On aime beaucoup Cléa Vincent (et ce depuis les Ep). Je devrais dire malgré tout parce que sa générosité, sa fraîcheur, son absence de préjugés musicaux nous imposent des sons et des modes de production mélodique longtemps honnis (refusés même) dans les tablettes de la Sainte Pop française. C’est ce qui me rend a priori perplexe et mes œillères sonores sont toujours promptes à rejaillir, surtout après une cure intensive de Schönberg (période atonale ET tonale). Elli & Jacno cachés sous des masques de robots, OK. Mais le flirt prolongé avec Ace of Base, tout de même ? Eh bien oui, finalement, je prends tout. Si on perd un peu le côté électro lo-fi bricolée du début, on gagne beaucoup en puissance de danse, de dance donc, et pas mal de bpm aussi. Le curseur s’est donc un peu déplacé sur l’axe du temps, s’est rapproché des années 90, 2000, Daft Punk, la house, le Daho techno un peu aussi (« Nuits sans sommeil »).

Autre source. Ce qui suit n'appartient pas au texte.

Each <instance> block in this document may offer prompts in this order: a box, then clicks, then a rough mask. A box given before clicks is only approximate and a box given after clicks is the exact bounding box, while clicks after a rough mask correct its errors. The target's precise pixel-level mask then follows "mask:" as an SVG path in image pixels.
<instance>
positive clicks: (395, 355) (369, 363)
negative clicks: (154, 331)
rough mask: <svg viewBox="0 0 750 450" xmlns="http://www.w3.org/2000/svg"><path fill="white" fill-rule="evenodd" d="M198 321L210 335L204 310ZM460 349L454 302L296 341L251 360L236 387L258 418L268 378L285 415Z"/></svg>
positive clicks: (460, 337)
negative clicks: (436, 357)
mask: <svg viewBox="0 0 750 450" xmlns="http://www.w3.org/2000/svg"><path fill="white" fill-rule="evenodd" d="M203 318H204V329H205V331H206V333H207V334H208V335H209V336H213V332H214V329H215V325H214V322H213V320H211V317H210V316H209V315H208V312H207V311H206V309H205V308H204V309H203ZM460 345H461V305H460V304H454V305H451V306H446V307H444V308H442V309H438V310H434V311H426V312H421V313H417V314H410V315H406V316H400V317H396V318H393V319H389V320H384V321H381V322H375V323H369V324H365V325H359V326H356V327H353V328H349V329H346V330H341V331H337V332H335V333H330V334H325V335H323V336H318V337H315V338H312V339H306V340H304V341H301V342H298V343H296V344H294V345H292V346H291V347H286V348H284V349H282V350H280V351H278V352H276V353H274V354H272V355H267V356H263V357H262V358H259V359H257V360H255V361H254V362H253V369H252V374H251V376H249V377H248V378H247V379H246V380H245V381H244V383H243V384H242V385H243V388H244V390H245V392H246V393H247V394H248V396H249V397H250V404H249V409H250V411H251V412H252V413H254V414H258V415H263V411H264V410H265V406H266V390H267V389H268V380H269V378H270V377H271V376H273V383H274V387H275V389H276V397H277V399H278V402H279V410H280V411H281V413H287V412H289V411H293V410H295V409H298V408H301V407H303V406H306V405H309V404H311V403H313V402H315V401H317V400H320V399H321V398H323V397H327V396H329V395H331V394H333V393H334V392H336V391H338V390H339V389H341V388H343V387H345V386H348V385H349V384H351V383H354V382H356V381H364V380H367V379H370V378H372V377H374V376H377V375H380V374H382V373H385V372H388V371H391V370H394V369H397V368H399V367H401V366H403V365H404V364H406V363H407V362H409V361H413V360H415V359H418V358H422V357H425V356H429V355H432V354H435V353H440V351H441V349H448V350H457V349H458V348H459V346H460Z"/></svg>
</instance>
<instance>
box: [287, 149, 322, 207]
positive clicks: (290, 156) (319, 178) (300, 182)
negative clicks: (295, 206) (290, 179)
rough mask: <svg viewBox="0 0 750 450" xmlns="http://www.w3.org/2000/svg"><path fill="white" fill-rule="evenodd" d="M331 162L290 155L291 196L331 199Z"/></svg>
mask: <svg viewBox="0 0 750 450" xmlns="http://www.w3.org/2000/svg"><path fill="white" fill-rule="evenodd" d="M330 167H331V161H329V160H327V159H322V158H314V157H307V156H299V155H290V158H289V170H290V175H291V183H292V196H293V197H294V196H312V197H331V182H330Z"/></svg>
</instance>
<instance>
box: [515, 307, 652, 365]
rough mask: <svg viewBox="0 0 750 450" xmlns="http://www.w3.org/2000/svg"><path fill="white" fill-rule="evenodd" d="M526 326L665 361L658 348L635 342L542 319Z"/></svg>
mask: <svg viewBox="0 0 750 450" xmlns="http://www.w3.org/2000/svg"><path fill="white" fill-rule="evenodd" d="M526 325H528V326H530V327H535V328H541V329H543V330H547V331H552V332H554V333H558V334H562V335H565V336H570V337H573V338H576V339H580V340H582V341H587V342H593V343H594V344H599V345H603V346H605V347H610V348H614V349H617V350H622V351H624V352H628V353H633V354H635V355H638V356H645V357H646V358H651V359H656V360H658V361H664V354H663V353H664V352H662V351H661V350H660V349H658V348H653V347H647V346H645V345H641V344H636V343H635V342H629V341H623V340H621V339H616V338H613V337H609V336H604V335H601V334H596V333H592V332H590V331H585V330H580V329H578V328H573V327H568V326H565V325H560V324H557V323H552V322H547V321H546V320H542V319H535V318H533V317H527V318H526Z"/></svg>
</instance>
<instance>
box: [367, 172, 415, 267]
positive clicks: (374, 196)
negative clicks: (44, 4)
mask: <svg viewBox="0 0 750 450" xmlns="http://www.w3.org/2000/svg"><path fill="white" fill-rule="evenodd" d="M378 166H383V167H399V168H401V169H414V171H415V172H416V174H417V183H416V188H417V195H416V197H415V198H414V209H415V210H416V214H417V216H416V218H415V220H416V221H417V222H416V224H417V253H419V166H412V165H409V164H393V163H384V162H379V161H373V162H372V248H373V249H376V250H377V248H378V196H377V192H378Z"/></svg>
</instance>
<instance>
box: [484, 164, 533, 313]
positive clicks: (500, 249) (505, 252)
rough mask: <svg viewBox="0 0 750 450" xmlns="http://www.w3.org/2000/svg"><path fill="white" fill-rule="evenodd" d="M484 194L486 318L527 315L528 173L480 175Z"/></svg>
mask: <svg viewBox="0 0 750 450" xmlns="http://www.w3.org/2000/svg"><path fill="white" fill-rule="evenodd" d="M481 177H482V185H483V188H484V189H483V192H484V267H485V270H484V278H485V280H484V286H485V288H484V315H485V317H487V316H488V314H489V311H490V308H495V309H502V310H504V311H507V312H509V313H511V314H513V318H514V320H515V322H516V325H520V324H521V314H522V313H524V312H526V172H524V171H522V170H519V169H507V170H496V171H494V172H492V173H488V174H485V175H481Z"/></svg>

En écoutant le disque, j’ai des souvenirs honteux (forcément) de la fratrie Winter, aux yeux pétillants de poudre, disséquant sur M6 les mouvements de musique électronique et les classant selon leur bpm… On est loin de la seconde école de Vienne.
Je note une nouvelle coquetterie de Cléa sur ce second album : lisser sa voix au maximum pour faire presque disparaître ses textes sous son électronique méli-mélo-mélancolique. C’est prendre à rebrousse-poil les néo-habitudes de traitement des voix et sans doute renforcer le côté physique et charnel de sa pop tout en lui donnant ce côté angélique, éthéré, toujours magique de la voix humaine chère à Poulenc.
Comme quoi Cléa est loin d’être uniquement une poupée de sons des années synthétiques même si elle aime toujours autant décrire son monde et son temps techno-virtuel (« Au Phone », « IRL »), pas forcément maudit. Pas forcément tout rose non plus, malgré les paillettes et les couleurs pastel. « Dans les strass », titre presque italo disco, fait surgir des rêves Champs-Elysées (pas ceux des Gilets jaunes, celui de Drucker), de Donna Summer et Véro Samson, de Kim Wilde et Lolo Voulzy.
Comme avec Nicholas Krgovich, le cousin américain de Cléa (ADN partagé sur « Le Soleil dans la mer » presque échappé de « On Sunset »), on sent que la mélancolie infuse mieux sous le soleil alors que « Dans les strass » ou « Nuits sans sommeil », l’autre tube, ont le goût amer acidulé rohmérien des « Nuits de la pleine lune », thème récurrent chez Cléa (cf le feat. de Katerine à la Cigale), ou de « L’Ami de mon amie ». Comme chez Rohmer, avec Cléa, l’amour triomphe toujours (« Maldonne », chouette featuring du copain Voyou) et les filles sont au centre (addictif « Sexe d’un garçon »). Elle pratique même l’ontologie pop ensoleillée (« Ceux que nous sommes »). Superficialité d’apparence et profondeur, c’est ce qu’écrivait Eric Rohmer sur la musique de Mozart et de Beethoven.
Allez, fais péter les enceintes et laisse-moi kiffer la vibz avec Manu (Le Malin) Kant et rêver à mes « Nuits sans sommeil » enterrées il y a bien longtemps.